Sucession. More than a box set

Blog — 10 Nov 2020

Ed Jones was my external examiner when I graduated from the Polytechnic of Central London back in the late 70’s. Along with James Stirling and Bob Maxwell they formed a pretty intimidating team. I have always followed the work of Dixon Jones with interest, their analytical approach to urban design was up there with the best, and in recent years I have seen a few of their projects in design review at RBKC (The Royal Borough of Kensington & Chelsea). I particularly admire Marlborough Primary School in South Kensington, it is a great example of their recent work.

Marlborough Primary School, South Kensington

So, it was with some sadness that I read that Dixon Jones are liquidating their practice. It is implied that as the founders got older the lack of a succession plan meant that their clients were concerned about the longevity of the business.

This is not an unfamiliar story. Over the years the founding partners of a practice build up undrawn profits, which are in essence the value of the company or partnership. Succession planning should release this equity, allowing the introduction of the next generation of directors and owners. However too often this does not happen, and the effects on the business can be divisive and ultimately destructive.

Fundamentally architectural practice is often run at break-even or with minimal profit, so generating cash is not seen as the priority. The value of a practice is more often than not based on turnover rather than profit, and this exacerbates the problem. Would you rather have a business with a £2m turnover and £1m in the bank or a £3m turnover and nothing in the bank? Unfortunately, a lot of practices work on the latter model.

For the founders to realise and extract the value they have created by starting the practice and generating the workload there are few options.

  • In the past junior partners would raise a loan and buy the equity from the senior team, this is no longer a viable idea.
  • A practice can be sold, but what is the purchaser buying? Goodwill, a client list, a lease and a few computers.
  • In some circumstances merging firms can diversify the workload but rarely do the owners of the purchased company get what they think they are worth. It is rather like an arranged marriage.
  • Employee Ownership Trusts have become a very popular way of getting equity out and sharing the value of the business, but they do not suit all businesses.

Starting out in practice is never easy. Stiff+Trevillion started in a recession and lived hand to mouth for many years and we have survived even worse recessions in the intervening years. If we were starting today with the wisdom of forty years of business experience what would we have done differently? I would argue very little.

Our premise from day one was parity of equity, we had equal call on profit, and equal liability for debt.

We did not measure the fee efficiency of the individual directors; all were rewarded equally.

Valuing each director equally removes rivalry and sets up a supportive and tight management group. Of course, it relies on the directors being very close friends and colleagues, and in that respect the four original Stiff+Trevillion directors were remarkably close and supportive.
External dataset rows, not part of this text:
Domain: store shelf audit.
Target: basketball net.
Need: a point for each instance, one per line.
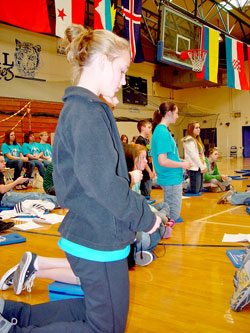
(197, 58)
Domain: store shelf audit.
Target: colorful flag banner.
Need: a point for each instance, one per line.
(236, 74)
(68, 12)
(131, 11)
(102, 15)
(210, 43)
(248, 56)
(28, 14)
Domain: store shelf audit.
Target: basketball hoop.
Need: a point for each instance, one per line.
(197, 58)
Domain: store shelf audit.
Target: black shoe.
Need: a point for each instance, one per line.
(6, 225)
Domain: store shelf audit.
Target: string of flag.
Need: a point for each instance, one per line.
(33, 15)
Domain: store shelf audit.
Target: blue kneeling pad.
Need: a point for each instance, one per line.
(239, 178)
(150, 202)
(11, 239)
(186, 194)
(235, 255)
(60, 290)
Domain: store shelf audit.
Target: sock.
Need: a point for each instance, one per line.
(2, 301)
(35, 264)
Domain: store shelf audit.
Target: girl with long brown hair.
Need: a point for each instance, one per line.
(194, 153)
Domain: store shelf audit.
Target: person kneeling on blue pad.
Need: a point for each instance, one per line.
(9, 198)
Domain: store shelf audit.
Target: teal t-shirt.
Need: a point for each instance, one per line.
(14, 150)
(46, 149)
(163, 143)
(31, 148)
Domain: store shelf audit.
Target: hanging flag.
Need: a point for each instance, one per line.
(236, 74)
(248, 55)
(28, 14)
(210, 43)
(131, 11)
(102, 15)
(68, 12)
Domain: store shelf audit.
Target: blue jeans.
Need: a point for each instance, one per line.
(173, 197)
(196, 181)
(40, 167)
(11, 198)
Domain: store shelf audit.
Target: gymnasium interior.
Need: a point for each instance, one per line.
(188, 287)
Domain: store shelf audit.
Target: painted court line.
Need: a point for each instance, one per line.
(226, 224)
(217, 214)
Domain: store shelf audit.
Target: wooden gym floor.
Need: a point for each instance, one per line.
(188, 287)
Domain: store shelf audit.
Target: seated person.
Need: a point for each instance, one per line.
(213, 180)
(45, 148)
(31, 149)
(48, 184)
(14, 158)
(9, 198)
(235, 198)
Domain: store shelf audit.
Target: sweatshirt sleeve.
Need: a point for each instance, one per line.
(190, 149)
(96, 165)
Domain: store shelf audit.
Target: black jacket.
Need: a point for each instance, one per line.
(91, 177)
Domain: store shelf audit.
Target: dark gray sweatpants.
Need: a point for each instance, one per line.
(104, 308)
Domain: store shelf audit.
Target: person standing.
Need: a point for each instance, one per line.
(45, 148)
(194, 153)
(31, 149)
(91, 180)
(168, 165)
(145, 129)
(14, 158)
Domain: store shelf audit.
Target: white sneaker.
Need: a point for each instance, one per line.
(7, 279)
(143, 258)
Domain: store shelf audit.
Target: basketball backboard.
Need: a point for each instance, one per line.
(179, 33)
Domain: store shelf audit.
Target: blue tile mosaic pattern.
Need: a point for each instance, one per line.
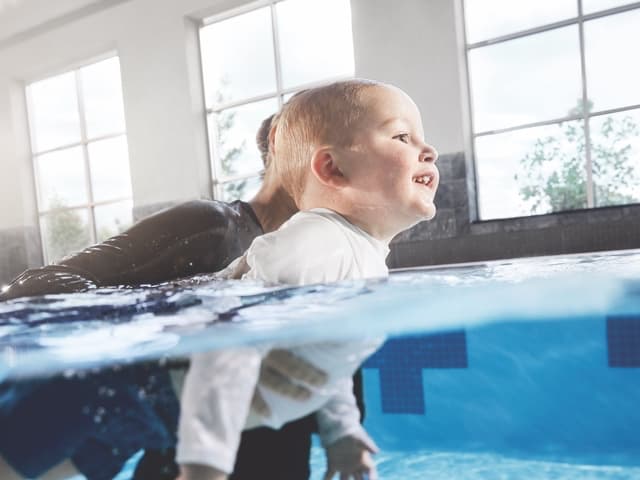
(401, 360)
(623, 341)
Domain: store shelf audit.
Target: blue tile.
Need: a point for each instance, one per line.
(623, 341)
(401, 360)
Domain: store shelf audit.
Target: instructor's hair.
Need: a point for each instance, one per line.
(262, 139)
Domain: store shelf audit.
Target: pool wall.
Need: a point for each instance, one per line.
(562, 389)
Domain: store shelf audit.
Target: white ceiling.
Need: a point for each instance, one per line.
(21, 19)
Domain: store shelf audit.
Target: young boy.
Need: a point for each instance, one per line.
(353, 156)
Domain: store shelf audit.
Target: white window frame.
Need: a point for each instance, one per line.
(84, 143)
(218, 178)
(578, 20)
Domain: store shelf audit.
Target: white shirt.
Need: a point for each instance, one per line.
(316, 246)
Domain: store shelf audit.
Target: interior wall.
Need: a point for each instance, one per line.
(414, 44)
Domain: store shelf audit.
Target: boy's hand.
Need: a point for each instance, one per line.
(284, 373)
(351, 458)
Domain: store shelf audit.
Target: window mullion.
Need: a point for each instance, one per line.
(85, 154)
(585, 111)
(276, 53)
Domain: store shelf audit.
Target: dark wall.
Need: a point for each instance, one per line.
(452, 236)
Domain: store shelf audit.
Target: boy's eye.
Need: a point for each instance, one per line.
(403, 137)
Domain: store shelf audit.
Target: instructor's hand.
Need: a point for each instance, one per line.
(286, 374)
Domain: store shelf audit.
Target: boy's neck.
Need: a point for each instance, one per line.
(371, 221)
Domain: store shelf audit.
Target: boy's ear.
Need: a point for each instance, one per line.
(325, 167)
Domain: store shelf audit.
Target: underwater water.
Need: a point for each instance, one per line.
(519, 369)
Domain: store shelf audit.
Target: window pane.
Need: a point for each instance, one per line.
(531, 171)
(615, 156)
(492, 18)
(65, 232)
(611, 44)
(236, 151)
(53, 112)
(102, 93)
(61, 179)
(237, 57)
(239, 190)
(526, 80)
(113, 219)
(110, 174)
(307, 52)
(590, 6)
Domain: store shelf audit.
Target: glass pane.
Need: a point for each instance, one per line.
(110, 174)
(102, 93)
(113, 219)
(531, 171)
(237, 57)
(615, 156)
(236, 151)
(65, 232)
(522, 81)
(307, 52)
(239, 190)
(590, 6)
(611, 44)
(493, 18)
(53, 114)
(61, 179)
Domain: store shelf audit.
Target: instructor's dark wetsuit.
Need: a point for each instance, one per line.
(195, 237)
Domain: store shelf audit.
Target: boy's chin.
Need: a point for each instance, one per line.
(428, 213)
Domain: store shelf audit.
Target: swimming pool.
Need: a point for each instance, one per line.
(519, 369)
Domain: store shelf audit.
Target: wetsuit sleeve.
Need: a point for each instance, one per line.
(190, 238)
(215, 403)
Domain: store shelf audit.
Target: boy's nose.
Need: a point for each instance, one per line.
(428, 154)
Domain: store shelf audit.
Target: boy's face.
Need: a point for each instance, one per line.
(390, 167)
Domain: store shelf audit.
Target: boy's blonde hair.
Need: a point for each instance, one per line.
(326, 115)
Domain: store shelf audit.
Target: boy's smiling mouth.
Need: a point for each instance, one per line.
(425, 179)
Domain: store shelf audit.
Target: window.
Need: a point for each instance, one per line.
(80, 157)
(555, 104)
(252, 62)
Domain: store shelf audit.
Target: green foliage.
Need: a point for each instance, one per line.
(554, 176)
(66, 231)
(228, 154)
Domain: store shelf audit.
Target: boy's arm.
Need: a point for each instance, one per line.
(340, 417)
(215, 403)
(347, 444)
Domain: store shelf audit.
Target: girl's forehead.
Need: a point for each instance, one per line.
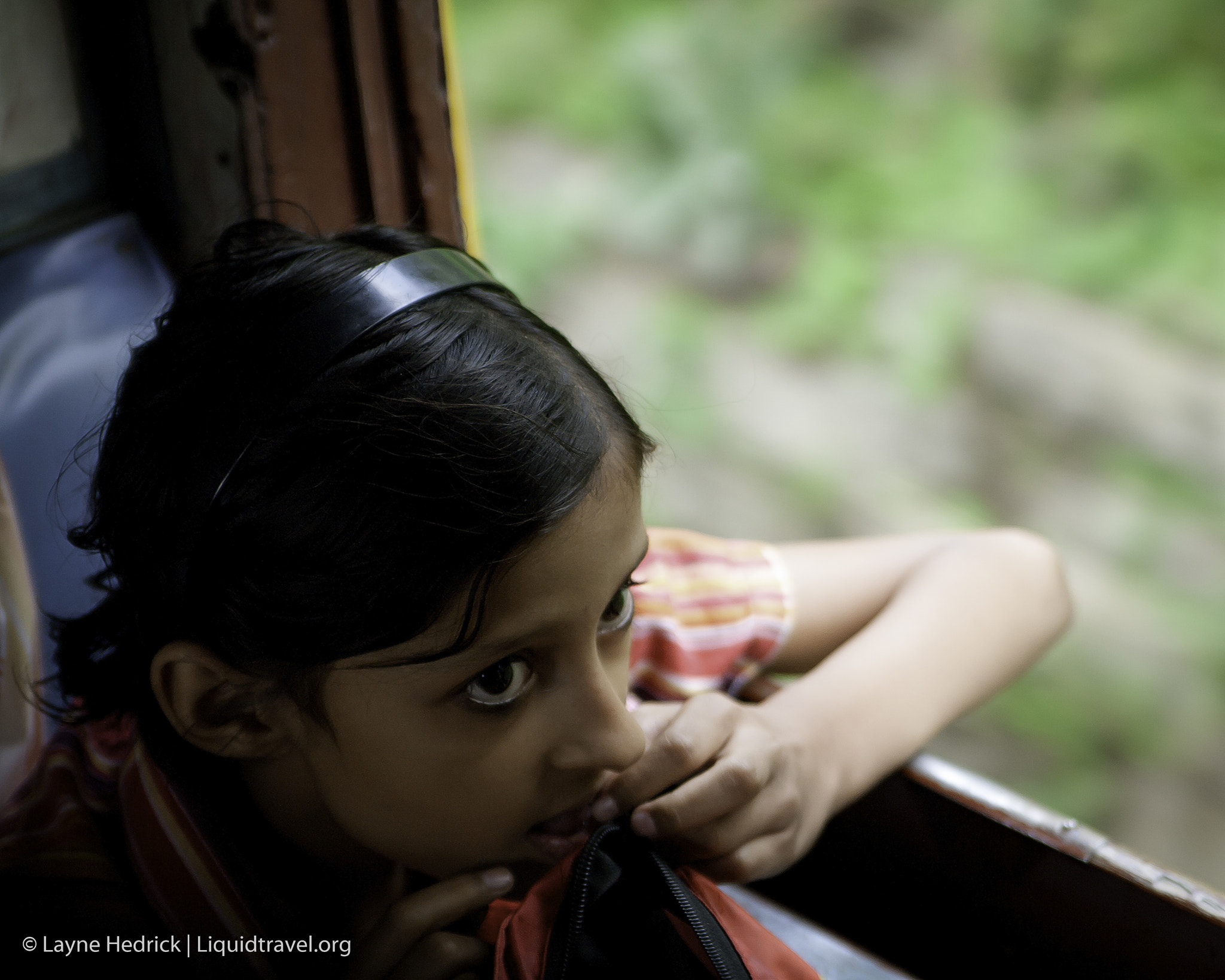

As we move the business on and the younger directors take the reins, we will continue this culture. Our business has self-funded the buy-back of director’s shares so that the founders can leave with their equity and without the practice needing to borrow which would inevitably compromise its growth and expansion.

This is not the only way to do it as I have said, but the importance of having a plan well in advance of its implementation is absolutely fundamental to business development. Our plan has been in place for many years and demonstrates how important succession planning is if a business is to survive beyond its founding partners.